= MRB Productions =

Film and television production company

MRB Productions is a film and television production company focused on independent features, television shows, television specials, and commercials.

==Filmography==

| Year | Title | Type | Director | Starring |
| 2026 | The Evaluation | TV Series | Pat Lowry | Ettore Ewen (host) |
| 2024 | Escape from Extinction: Rewilding | Film | Matthew R. Brady | Meryl Streep (narrator) |
| 2021 | An Unexpected Christmas | Film | Michael Robison | Tyler Hynes, Bethany Joy Lentz |
| 2020 | Escape from Extinction | Film | Matthew R. Brady | Helen Mirren (narrator) |
| 2018 | Back to Life: The Torin Yater-Wallace Story | Film | Clayton Vila | Torin Yater-Wallace, Tony Goldwyn (narrator) |
| 2017 | All I Wish | Film | Susan Walter | Sharon Stone, Tony Goldwyn, Ellen Burstyn, Famke Janssen, Erica Ash, Caitlin Fitzgerald, Liza Lapira |
| 2016 | The Night Stalker | Film | Megan Griffiths | Lou Diamond Phillips, Bellamy Young |
| 2012 | Emanuel and the Truth About Fishes | Film | Francesca Gregorini | Jessica Biel, Kaya Scodelario, Alfred Molina |
| 2011 | Hero Dog Awards | TV Award Show | Mark "T-Man" Teitelman | Carson Kressley, Betty White, Paula Abdul, Peter Fonda, Mickey Rooney |
| 2011 | Just Dance Kids 2 | Video game | Jeremy Haft |
| 2011 | Grassroots | Film | Stephen Gyllenhaal | Jason Biggs, Joel David Moore, Lauren Ambrose, Cobie Smulders, Tom Arnold, Cedric the Entertainer |
| 2011 | The Confession | Web Series | Brad Mirman | John Hurt, Kiefer Sutherland |
| 2009 | X Games 3D: The Movie | Film | Steve Lawrence | Travis Pastrana, Ricky Carmichael, Shaun White |
| 2007 | Free Radio | TV series | Peter Siaggas | Lance Krall, Anna Vocino, Sarah Baker |
| 2006 | Ricky Bobby: Sports Century | Short | Neil Mandt | Will Ferrell, John C. Reilly |
| 2006 | Lance is a Jerk | Short | Mark "T-Man" Teitelman | Lance Armstrong, Larry Miller, Rainn Wilson |
| 2006 | I Trust You To Kill Me | Documentary | Manu Boyer | David Beste, Kiefer Sutherland, Rocco DeLuca and the Burden |
| 2006 | The Other Mall | TV movie |  | David Hornsby, Lisa Arturo, Ken Baumann, Ralph Garman |
| 2005 | Hoosiers II: Senior Year | Short | Mark "T-Man" Teitelman | Tadpole Triplett, Kathy Wagner |

==Awards==

===2013===

The Truth About Emanuel is chosen as an official Sundance Selection.

===2012===

The Confession (TV series) wins Webby for Best Drama.

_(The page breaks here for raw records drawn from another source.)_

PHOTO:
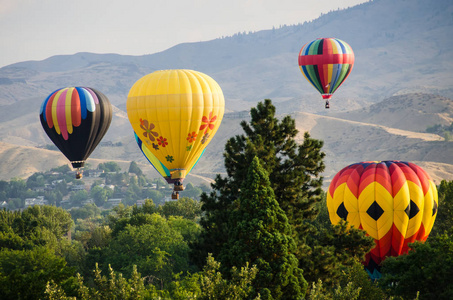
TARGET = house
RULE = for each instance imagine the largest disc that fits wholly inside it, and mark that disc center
(35, 201)
(114, 201)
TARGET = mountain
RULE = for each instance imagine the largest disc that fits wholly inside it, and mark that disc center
(400, 85)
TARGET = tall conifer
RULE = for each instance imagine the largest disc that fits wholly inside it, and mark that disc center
(294, 173)
(262, 237)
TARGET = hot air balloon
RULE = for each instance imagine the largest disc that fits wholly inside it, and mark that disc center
(175, 114)
(326, 63)
(395, 202)
(76, 119)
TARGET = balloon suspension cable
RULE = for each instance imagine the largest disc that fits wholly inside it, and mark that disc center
(79, 173)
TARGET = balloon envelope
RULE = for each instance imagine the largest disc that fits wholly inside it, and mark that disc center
(326, 63)
(394, 202)
(175, 114)
(76, 119)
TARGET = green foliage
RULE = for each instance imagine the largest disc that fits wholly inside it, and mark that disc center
(78, 197)
(25, 273)
(184, 207)
(427, 268)
(134, 168)
(37, 225)
(210, 284)
(260, 235)
(293, 169)
(357, 278)
(100, 195)
(444, 219)
(149, 242)
(86, 212)
(112, 286)
(318, 292)
(61, 169)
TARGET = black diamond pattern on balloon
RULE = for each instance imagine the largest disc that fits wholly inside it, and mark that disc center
(342, 212)
(412, 210)
(375, 211)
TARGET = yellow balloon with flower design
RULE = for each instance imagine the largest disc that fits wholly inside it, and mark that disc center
(175, 114)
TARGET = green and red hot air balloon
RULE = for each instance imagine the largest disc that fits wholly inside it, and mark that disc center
(326, 63)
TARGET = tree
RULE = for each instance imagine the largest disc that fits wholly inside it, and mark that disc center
(110, 166)
(444, 219)
(78, 197)
(100, 195)
(184, 207)
(25, 273)
(134, 168)
(261, 235)
(427, 268)
(293, 169)
(149, 242)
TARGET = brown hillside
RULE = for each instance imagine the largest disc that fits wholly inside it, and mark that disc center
(414, 112)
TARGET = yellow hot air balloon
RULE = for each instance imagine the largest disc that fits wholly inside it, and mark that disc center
(175, 114)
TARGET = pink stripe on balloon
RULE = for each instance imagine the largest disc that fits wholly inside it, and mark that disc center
(95, 98)
(61, 114)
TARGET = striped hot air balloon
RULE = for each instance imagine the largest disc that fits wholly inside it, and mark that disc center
(76, 119)
(326, 63)
(395, 202)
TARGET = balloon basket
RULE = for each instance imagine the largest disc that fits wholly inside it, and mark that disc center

The Confession (TV series) wins Webby for People's Voice Award.

===2011===

MRB was nominated for an Emmy for the 2011 NBA Draft Open featuring Adele.

MRB wins New York Festivals World Medal for 2011 NBA Draft Tease.

===2010===

MRB received two Emmy nominations for the 2010 NBA Draft Open featuring the music of Michael Buble.

===2008===

2008 International Broadcasting Award for 2007 NBA Finals Open

===2007===

In 2007, MRB Productions received six Sports Emmy nominations, including recognition of MRB Directors Mark Teitelman and Rico Labbe. MRB scored all four nominations in the "Outstanding Production Design/Art Direction" category. All four nominated pieces were produced in part by MRB Productions, which guarantees a win in the category. The nominated pieces include:
- The 2006 NFL Draft on ESPN directed by Rico Labbe
- Monday Night Football teases for the Washington Redskins vs. Minnesota Vikings game and the Green Bay Packers vs. Philadelphia Eagles game both on ESPN
- Monday Night Football transformation open featuring Ben Stiller on ESPN
- NBA Finals tease open on ABC directed by Mark Teitelman
MRB also received two nominations in another category, "Outstanding Open/Tease" which include:
- Super Bowl XL piece The Places You Will Go featuring Harrison Ford on ABC directed by Mark Teitelman and produced by Matt Brady
- NBA Basketball Hall of Fame piece on ABC directed by Mark Teitelman and produced by Matt Brady, which won the Emmy

===2004===

MRB was nominated for three Emmy awards in 2004 for their Monday Night Football Opens and won the Emmy for "Outstanding Live Sports Series" for Monday Night Football.

===2003===

The National Academy of Television Arts & Sciences nominated MRB Productions for three Emmy Awards in 2003, including the award for "Outstanding Opening/Tease" with Monday Night Football’s The Pitch featuring Dennis Hopper and won an Emmy for "Outstanding Production Design/Art Direction" for their Monday Night Football tease.